What is a carbon footprint, and why is it important?
As you’ve probably heard, we are in the midst of an unprecedented ecological crisis. The impact of mankind’s activities on the planet’s ecosystem is pushing this system off-balance, creating a destabilization that may threaten humanity’s continued survival in the next decades.
The impact of our activities is multi-dimensional and complex. One of the most important and studied axes of this impact, however, is the emission of greenhouse gasses (GHG), which contribute to global warming.
CO2 reductions needed to keep global temperature rise below 1.5C
The carbon footprint of an activity is defined as the amount of GHG released into the atmosphere as a result of this activity. As shown in the graph above, to keep the global temperature rise below 1.5 degrees Celsius, we need to drastically reduce our CO2 emissions per year...
Trends in AI
Building AI products, like any other human activity, has an environmental impact. As AI applications are becoming increasingly widespread, it is expected that the number of chips produced, and the energy consumption of the Information and Communications Technology sector (ICT) will continue increasing.
Expected ICT energy projections
In addition, SOTA models are increasing in size and complexity, leading to higher training and inference cost.
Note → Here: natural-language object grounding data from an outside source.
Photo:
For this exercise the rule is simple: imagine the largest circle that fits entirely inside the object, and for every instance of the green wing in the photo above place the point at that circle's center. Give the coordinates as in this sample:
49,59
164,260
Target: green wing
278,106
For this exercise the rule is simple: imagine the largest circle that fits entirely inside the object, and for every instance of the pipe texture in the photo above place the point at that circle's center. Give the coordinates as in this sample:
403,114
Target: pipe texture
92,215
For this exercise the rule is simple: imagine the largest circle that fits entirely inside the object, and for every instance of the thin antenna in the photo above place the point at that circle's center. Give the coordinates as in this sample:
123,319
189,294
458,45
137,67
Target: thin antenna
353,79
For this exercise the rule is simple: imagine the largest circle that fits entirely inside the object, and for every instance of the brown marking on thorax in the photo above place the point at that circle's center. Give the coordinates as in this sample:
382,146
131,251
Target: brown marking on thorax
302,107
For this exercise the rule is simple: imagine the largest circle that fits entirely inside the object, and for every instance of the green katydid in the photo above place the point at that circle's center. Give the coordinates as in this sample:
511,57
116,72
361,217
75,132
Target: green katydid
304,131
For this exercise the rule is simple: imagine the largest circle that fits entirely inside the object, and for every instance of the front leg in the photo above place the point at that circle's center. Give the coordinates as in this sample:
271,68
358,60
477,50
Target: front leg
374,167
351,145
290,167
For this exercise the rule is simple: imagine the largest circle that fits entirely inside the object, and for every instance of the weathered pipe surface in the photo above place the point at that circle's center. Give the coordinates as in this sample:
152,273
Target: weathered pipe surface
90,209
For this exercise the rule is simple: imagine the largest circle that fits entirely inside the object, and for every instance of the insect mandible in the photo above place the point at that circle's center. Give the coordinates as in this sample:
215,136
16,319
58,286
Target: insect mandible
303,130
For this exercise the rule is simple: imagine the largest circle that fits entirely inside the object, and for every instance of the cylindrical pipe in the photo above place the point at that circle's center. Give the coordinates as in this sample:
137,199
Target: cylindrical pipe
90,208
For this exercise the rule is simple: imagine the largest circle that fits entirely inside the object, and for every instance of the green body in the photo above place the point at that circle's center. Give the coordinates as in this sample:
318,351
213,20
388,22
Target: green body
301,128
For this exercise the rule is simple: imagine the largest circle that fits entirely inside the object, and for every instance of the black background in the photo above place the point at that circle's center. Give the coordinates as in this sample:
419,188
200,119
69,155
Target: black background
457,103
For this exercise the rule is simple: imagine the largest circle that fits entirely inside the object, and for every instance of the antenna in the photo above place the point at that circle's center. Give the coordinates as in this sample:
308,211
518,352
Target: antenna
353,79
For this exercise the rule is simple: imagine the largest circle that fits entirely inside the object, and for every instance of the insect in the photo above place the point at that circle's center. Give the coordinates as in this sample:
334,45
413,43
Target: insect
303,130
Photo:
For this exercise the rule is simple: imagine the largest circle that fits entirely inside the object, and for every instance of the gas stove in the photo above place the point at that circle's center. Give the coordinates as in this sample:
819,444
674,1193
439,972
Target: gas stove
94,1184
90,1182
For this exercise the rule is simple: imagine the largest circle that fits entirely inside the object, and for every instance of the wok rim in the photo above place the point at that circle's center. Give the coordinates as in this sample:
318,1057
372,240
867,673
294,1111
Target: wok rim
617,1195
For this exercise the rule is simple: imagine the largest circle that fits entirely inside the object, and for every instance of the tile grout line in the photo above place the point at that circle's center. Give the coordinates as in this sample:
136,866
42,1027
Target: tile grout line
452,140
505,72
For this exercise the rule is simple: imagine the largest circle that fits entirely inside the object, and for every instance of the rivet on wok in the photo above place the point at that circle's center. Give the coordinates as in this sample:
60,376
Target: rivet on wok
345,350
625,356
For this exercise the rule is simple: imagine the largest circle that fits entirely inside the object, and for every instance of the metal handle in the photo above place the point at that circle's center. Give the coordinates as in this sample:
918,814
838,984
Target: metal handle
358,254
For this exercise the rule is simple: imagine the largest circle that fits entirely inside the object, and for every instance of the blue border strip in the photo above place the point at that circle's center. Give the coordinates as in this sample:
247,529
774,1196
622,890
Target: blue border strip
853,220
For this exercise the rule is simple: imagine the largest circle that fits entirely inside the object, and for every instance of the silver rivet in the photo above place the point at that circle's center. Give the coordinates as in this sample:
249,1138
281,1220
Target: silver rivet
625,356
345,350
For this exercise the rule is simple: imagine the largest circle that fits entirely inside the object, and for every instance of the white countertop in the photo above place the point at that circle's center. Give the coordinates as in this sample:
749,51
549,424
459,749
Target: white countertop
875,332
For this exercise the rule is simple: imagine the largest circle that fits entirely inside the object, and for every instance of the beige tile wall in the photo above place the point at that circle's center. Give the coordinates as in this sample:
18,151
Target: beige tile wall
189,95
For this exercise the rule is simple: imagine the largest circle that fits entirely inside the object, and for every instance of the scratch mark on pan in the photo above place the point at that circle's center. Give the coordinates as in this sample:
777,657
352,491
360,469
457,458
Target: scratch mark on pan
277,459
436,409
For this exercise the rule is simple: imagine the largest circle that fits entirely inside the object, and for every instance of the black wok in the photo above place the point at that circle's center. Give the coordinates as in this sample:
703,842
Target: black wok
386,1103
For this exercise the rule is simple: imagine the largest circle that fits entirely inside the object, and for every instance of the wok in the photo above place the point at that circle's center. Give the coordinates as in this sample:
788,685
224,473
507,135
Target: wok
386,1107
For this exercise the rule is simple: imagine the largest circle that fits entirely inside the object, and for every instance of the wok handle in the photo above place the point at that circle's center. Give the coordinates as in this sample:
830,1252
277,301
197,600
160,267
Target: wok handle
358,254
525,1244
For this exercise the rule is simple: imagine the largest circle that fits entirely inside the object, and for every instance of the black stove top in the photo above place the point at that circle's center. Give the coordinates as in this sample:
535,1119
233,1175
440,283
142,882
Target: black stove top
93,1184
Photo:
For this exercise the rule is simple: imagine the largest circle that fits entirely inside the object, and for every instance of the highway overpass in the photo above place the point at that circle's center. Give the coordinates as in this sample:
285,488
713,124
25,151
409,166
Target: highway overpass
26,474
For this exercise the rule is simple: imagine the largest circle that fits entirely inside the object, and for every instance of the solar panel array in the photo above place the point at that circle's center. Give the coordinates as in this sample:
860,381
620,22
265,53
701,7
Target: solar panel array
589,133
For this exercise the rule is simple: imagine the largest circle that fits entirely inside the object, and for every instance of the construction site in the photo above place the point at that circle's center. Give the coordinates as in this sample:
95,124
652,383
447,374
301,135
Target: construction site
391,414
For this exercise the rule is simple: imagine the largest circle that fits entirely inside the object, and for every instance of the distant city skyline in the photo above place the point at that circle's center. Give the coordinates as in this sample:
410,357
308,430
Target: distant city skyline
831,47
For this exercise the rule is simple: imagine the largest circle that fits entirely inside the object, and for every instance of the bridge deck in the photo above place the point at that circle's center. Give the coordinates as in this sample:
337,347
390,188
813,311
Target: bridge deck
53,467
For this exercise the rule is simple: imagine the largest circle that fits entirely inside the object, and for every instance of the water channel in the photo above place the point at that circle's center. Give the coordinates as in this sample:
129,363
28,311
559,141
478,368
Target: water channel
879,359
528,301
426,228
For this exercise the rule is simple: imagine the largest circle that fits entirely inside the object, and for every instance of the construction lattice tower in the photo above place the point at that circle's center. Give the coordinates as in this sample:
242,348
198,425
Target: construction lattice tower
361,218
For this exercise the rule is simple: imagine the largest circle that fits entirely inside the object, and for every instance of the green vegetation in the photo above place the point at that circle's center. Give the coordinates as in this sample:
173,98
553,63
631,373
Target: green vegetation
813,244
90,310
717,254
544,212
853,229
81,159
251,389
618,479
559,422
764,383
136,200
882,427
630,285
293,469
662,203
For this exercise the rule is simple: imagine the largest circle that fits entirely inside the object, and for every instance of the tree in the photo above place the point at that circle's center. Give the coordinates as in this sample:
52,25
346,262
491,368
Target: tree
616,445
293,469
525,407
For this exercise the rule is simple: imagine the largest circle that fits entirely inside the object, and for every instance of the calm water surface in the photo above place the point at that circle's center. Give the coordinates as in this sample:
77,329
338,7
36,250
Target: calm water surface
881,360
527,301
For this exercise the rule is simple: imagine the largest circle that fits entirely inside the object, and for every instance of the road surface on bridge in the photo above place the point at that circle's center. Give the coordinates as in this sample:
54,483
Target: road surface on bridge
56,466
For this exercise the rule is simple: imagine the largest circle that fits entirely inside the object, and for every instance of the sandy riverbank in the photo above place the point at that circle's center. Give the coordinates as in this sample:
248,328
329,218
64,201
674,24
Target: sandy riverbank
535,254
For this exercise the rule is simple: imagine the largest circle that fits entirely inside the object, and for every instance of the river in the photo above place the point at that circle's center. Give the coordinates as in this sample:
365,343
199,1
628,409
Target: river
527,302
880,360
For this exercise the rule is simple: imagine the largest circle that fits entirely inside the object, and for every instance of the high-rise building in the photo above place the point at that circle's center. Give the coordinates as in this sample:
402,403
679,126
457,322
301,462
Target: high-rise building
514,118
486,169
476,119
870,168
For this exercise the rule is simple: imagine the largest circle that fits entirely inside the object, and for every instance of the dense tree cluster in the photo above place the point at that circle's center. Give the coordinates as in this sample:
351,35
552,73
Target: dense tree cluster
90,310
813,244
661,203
SOTA model size, increasing 10x per year!
Given these trends, there is all the more reason to dive into what is the Carbon Footprint of an AI project!
What are the carbon expenses of an AI project?
An oversimplified AI project looks something like this:
An oversimplified AI project
Basically, each core step of building an AI product consumes energy to run its compute, and hardware to compute on.
Estimating hardware’s carbon footprint
It turns out that evaluating the environmental impact of building computing hardware (CPU/GPU, RAM, SSD, racks...) is difficult today, mostly due to a lack of data.
Usually, this data can be found in Life Cycle Assessments (LCA), a standard methodological framework for estimating the environmental impacts of a product from the cradle to the grave. However, few LCAs are available for tech products! A project called Boavizta is currently working on consolidating all of the existing analyses, but they remain insufficient to precisely estimate this footprint...
Nevertheless, to obtain an order of magnitude of this impact, we can use data from GHG Protocol reports from Facebook and Google (as suggested by Gupta et. Al in Chasing Carbon: The Elusive Environmental Footprint of Computing).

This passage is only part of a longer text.